A arte de criticar o outro

Algumas coisas o brasileiro faz como ninguém. Uma delas é criticar o outro. Nenhum povo tem mais enraizada essa característica do que nós. Parece que na crítica ferrenha à outra pessoa mora a nossa remissão.

Outro dia resolvi sair de casa de jeans batido e chinelos. Uma coisa corriqueira, que tantas outras pessoas fazem nas manhãs de sábado ao irem ao supermercado. Mas esse fato me custou o dissabor de ouvir de uma conhecida que eu estava mal vestida para a ocasião: “Credo, nunca te vi tão mal assim... O que aconteceu? Dormiu bem? Como vai o casamento? Tudo bem que professor ganha mal, mas daí a sair de casa de chinelo de dedo? (risos)”.

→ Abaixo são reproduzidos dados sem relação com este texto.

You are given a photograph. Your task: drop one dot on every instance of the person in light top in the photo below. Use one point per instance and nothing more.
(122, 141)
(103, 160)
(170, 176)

As pessoas tendem a observar minuciosamente a vida das outras e depois fazerem uma análise detalhando o certo e o errado (geralmente só detalhando o que consideram errado). Isso porque o brasileiro não gosta de falar de coisas boas. Quem presta atenção ao trabalho feito por uma escola de sua comunidade em prol ao hábito da leitura? Ou aos estudantes voluntários que conseguiram ótima adesão à campanha de doação de sangue? Ou mesmo à indústria que conseguiu diminuir os poluentes lançados na atmosfera? O que vende é o que pode ser criticado: As falhas da educação, os problemas com a saúde pública, a destruição do meio ambiente.

Tudo poderia ter um atenuante se fizéssemos críticas construtivas. Críticas construtivas? Alguma crítica realmente pode ser construtiva? Parece-me desculpa para alfinetar alguém: “Não me leve a mal... É apenas uma crítica construtiva...”. E com isso as frases vão surgindo torrencialmente:

- Você fica melhor com o cabelo solto porque disfarça seu queixo duplo.

- Ela é linda, mas não vale nada.

- O prefeito não entende que precisa resolver o problema do lixo.

- Refaça seu texto. Não use tanto as suas ideias, procure se basear nas do autor.

- Não me leve a mal... É apenas uma crítica construtiva... Mas você poderia cuidar melhor do seu jardim.

E o mais interessante é que existem pessoas que estão se especializando em criticarem e serem boazinhas ao mesmo tempo. Coisa de brasileiro. Enquanto estão prestando atenção à outra pessoa não veem a própria futilidade.